Let's try to do a box-and-pointer diagram for a `DataIndexedCharMap`.
![](images/zoom.png)

The letter `a` contains a `next` pointer that points to an object that links to all its children. The link at `119` (ASCII of `w` is 119) leads to the node that contains `w`. `w`'s next also contains a bunch of links to its children.

This is fundamentally what a `Trie` looks like. 

A diagram representation is as the following,

![](images/zoom2.png)

Imagine `a` has 128 links where only one is used, and the rest are `null`.

## Very Basic Trie Implementation
If we use a `DataIndexedCharMap` to track children, every node has R links.

![](images/basic.png)

Notice that there's a redundancy:
* When we follow the `a` link, we ended up with a node containing letter `a`.
* When we follow the `w` link, we ended up with a node containing the letter `w`

 We can remove the letters from the representation and things will work just fine!
 
 ![](images/basic2.png)

## Trie Performance in Terms of `N`

Given a Trie with `N` keys. Note: `N` is not the number of nodes. It's the number of keys (e.g. "sam", "sad", "same", "sap", etc.)

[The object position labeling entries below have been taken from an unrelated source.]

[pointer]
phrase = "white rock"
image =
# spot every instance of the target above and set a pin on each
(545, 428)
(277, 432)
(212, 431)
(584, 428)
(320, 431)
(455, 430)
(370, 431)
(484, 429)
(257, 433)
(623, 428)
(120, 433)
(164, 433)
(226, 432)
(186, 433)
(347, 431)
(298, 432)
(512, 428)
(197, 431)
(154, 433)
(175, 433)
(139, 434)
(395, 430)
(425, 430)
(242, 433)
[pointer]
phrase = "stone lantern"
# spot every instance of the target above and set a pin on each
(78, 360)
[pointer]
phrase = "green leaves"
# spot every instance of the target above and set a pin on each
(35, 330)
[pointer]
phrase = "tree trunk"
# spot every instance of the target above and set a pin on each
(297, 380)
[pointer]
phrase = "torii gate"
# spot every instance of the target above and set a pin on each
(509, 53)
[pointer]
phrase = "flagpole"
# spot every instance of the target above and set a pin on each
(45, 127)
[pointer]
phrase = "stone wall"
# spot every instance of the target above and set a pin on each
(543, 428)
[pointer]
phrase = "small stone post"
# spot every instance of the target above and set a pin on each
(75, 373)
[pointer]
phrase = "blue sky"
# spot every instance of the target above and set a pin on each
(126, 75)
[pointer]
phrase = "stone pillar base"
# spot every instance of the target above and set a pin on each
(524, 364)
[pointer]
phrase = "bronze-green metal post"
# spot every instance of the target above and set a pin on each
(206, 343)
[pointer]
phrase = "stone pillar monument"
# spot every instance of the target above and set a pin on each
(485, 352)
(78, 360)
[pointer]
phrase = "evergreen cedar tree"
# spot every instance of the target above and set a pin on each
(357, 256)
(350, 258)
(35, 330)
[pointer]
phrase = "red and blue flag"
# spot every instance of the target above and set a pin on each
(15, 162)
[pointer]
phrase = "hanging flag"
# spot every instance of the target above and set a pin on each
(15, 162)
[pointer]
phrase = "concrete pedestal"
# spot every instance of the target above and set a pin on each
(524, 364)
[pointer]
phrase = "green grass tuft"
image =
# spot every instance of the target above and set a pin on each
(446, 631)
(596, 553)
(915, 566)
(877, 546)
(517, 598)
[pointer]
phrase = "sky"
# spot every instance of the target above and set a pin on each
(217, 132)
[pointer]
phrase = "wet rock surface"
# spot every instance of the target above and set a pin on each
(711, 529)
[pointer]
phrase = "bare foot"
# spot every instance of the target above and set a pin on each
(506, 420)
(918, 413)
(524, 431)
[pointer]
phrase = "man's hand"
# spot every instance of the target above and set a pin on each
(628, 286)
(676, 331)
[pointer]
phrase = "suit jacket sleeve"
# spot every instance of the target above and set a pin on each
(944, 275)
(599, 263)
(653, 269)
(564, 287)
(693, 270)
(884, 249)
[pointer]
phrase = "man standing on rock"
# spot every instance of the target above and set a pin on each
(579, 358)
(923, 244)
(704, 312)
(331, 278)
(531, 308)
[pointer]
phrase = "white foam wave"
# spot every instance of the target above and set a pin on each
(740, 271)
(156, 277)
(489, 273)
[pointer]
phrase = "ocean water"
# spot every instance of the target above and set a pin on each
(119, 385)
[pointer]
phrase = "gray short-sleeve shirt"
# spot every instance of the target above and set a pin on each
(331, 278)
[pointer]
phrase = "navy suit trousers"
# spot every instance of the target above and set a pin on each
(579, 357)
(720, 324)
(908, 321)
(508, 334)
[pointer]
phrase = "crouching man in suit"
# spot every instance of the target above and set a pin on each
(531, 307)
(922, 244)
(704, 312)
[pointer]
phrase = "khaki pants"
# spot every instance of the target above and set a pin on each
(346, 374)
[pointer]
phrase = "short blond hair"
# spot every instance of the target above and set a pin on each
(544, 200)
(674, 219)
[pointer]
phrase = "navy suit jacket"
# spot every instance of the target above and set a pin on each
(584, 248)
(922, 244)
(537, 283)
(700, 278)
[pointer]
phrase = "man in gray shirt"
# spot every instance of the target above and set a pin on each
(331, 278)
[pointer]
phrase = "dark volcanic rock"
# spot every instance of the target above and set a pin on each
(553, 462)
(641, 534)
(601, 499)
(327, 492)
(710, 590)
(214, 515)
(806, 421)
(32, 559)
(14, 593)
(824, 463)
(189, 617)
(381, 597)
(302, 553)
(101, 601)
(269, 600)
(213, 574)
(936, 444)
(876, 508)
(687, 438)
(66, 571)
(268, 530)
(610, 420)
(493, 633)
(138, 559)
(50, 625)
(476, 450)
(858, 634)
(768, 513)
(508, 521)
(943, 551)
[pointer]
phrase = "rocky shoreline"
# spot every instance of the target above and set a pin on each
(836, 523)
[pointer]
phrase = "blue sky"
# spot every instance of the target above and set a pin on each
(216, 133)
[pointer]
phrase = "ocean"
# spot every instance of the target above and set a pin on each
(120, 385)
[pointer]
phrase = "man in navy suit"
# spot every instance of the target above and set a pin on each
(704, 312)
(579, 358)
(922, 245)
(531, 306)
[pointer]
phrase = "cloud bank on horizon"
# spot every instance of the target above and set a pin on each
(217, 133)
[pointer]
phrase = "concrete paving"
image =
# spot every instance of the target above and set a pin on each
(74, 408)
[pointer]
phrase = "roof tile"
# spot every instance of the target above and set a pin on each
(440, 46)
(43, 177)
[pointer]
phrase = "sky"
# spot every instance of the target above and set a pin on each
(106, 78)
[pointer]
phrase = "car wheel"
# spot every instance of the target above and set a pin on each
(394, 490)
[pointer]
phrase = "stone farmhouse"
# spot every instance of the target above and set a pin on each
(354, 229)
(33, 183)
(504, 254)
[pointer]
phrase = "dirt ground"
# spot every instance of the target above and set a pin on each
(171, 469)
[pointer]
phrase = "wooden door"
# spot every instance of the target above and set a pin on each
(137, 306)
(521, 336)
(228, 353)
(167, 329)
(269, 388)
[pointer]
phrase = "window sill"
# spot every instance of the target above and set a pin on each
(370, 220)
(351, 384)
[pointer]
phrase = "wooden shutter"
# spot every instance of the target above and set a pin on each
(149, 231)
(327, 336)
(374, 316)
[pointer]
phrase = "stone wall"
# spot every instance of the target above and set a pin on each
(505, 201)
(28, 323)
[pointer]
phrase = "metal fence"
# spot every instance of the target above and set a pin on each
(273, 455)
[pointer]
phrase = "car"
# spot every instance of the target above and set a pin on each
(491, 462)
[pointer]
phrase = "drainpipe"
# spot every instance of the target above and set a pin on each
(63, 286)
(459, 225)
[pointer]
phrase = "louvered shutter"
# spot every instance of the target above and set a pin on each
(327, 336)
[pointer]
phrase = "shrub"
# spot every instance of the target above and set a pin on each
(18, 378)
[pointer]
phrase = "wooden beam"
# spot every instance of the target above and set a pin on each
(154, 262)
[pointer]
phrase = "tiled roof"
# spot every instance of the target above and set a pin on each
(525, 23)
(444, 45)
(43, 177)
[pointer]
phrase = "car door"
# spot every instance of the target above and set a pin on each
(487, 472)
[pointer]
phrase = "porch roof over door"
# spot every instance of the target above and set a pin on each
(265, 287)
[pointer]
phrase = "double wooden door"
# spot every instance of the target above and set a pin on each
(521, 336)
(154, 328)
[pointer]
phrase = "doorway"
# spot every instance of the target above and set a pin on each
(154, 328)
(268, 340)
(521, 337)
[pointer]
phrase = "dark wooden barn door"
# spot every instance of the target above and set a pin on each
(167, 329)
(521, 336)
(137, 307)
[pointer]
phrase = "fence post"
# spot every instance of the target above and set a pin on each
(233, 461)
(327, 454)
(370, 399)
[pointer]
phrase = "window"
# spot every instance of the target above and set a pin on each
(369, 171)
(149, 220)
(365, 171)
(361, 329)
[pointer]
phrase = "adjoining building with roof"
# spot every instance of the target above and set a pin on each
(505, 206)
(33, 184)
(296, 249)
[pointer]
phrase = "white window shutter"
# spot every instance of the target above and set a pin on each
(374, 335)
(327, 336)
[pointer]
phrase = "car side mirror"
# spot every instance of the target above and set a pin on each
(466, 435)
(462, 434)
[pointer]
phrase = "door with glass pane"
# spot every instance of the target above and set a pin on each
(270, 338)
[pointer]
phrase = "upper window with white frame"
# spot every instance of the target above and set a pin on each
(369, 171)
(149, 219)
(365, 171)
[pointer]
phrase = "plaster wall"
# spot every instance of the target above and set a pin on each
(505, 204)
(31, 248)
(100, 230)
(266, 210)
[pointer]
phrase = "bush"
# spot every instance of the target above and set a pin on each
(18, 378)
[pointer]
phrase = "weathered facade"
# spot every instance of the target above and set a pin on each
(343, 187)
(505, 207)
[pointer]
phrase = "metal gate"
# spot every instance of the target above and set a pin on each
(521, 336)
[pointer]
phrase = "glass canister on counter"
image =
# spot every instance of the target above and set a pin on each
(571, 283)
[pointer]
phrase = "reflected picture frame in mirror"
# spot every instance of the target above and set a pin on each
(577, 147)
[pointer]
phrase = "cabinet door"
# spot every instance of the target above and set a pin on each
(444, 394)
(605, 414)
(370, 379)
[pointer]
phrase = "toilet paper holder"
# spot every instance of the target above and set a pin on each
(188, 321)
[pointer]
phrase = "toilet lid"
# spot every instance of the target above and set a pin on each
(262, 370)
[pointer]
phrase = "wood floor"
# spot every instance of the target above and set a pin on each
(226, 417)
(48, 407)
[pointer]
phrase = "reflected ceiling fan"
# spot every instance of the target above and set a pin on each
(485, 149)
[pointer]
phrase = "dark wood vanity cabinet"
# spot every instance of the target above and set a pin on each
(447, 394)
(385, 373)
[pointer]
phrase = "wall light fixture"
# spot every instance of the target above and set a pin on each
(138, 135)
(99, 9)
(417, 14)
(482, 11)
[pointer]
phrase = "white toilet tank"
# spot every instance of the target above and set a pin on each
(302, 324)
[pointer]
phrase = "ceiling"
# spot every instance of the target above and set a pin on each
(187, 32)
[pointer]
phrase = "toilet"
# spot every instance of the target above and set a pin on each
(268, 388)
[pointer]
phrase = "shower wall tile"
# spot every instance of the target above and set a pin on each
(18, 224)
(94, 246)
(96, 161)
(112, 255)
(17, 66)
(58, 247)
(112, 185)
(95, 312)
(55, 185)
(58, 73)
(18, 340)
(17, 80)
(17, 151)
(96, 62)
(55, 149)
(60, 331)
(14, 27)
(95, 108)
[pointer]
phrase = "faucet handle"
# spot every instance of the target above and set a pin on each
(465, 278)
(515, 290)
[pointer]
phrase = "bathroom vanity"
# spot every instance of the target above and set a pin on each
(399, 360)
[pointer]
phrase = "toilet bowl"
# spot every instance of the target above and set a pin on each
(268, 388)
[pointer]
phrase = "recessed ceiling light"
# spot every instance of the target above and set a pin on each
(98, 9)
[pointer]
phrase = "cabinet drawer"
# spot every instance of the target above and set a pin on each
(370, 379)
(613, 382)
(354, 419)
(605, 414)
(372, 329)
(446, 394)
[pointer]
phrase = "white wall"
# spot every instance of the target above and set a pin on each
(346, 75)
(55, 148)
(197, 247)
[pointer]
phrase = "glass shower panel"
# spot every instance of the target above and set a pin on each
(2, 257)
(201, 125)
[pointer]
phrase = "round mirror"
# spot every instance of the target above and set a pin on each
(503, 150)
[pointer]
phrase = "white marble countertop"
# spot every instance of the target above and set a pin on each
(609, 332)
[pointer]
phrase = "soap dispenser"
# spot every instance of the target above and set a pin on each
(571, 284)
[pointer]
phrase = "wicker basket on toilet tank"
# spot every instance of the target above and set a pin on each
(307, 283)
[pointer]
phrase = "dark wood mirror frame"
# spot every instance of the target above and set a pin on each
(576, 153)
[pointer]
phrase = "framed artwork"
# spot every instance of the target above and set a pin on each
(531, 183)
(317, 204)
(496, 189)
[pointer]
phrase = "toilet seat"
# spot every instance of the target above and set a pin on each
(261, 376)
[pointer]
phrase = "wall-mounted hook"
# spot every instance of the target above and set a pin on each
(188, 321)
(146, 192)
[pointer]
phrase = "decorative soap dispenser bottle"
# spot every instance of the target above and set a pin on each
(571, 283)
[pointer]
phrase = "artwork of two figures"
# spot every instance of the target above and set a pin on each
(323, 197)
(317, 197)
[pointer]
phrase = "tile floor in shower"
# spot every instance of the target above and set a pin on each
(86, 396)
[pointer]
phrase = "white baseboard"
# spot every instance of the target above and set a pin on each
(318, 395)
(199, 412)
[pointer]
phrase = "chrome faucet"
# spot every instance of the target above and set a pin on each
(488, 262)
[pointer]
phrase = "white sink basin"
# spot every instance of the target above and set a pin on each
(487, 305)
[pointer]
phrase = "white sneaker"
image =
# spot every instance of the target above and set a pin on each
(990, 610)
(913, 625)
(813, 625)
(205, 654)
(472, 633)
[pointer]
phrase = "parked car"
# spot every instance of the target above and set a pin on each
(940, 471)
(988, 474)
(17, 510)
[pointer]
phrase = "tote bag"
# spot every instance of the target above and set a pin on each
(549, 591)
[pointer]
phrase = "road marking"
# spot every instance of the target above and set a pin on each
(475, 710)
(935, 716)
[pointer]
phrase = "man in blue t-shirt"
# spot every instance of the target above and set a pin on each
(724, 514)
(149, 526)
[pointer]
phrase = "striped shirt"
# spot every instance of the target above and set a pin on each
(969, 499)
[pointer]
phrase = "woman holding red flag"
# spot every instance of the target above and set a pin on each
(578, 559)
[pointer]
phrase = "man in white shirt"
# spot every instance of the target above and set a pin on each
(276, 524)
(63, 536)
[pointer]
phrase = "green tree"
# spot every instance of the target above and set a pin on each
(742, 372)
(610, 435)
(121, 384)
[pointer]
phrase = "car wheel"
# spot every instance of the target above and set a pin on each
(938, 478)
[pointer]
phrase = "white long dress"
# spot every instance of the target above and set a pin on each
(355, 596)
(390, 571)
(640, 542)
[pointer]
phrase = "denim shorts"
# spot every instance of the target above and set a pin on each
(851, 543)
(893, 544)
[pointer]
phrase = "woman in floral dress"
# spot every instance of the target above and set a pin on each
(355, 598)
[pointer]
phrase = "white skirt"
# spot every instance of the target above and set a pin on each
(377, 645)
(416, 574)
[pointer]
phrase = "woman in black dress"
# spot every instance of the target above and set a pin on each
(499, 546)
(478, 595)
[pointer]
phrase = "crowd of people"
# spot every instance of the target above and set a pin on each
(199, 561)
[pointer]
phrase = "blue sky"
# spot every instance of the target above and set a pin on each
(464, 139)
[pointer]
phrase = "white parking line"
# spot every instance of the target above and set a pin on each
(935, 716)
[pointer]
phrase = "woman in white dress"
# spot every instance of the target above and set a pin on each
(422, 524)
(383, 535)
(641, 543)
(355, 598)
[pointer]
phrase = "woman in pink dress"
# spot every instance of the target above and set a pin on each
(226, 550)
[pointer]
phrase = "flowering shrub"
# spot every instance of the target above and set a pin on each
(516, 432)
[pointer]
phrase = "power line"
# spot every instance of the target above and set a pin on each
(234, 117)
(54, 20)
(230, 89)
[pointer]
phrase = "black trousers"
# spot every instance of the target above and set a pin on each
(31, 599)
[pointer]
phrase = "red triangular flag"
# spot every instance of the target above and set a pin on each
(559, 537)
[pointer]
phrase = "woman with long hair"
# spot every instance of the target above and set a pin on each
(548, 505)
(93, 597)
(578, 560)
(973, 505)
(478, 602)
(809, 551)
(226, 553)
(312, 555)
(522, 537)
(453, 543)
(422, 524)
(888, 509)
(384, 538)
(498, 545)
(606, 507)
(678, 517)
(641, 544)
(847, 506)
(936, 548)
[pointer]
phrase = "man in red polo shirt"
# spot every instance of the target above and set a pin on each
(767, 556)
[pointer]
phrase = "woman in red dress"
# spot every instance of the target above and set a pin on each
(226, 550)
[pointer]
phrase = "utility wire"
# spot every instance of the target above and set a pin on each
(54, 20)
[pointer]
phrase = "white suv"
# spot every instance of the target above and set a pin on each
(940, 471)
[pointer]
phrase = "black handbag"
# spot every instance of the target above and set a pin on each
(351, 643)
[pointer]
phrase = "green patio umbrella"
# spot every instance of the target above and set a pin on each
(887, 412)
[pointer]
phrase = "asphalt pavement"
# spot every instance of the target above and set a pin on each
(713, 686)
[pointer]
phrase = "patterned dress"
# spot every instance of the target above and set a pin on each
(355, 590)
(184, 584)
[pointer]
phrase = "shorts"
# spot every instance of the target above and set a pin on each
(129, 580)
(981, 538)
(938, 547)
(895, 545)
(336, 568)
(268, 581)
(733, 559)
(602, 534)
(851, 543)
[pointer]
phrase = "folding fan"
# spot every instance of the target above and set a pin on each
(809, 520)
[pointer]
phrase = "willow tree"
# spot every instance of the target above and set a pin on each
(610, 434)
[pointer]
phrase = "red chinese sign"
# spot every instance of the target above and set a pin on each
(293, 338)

What is the runtime for `add` and `contains`?

**Ans**: Both of them are constant $\Theta(1)$

Suppose we have billions of items and we try to `contains("potato")`. We start at the root, find "p-o-t-a-t-o", then done. Runtime independent of number of keys.

Or in terms of `L`, the length of key,
* `add`: $\Theta(L)$
* `contains`: $O(L)$

When our keys are strings, Trie give us slightly better performance on `contains` and `add`

![](images/performance.png)

The downside of this `DictCharKey` based `Trie` is the huge memory cost of storing R links per node.
* Recall each character has 127 unused links in our ASCII implementation
* Wasteful since most links are unusued in real world usage.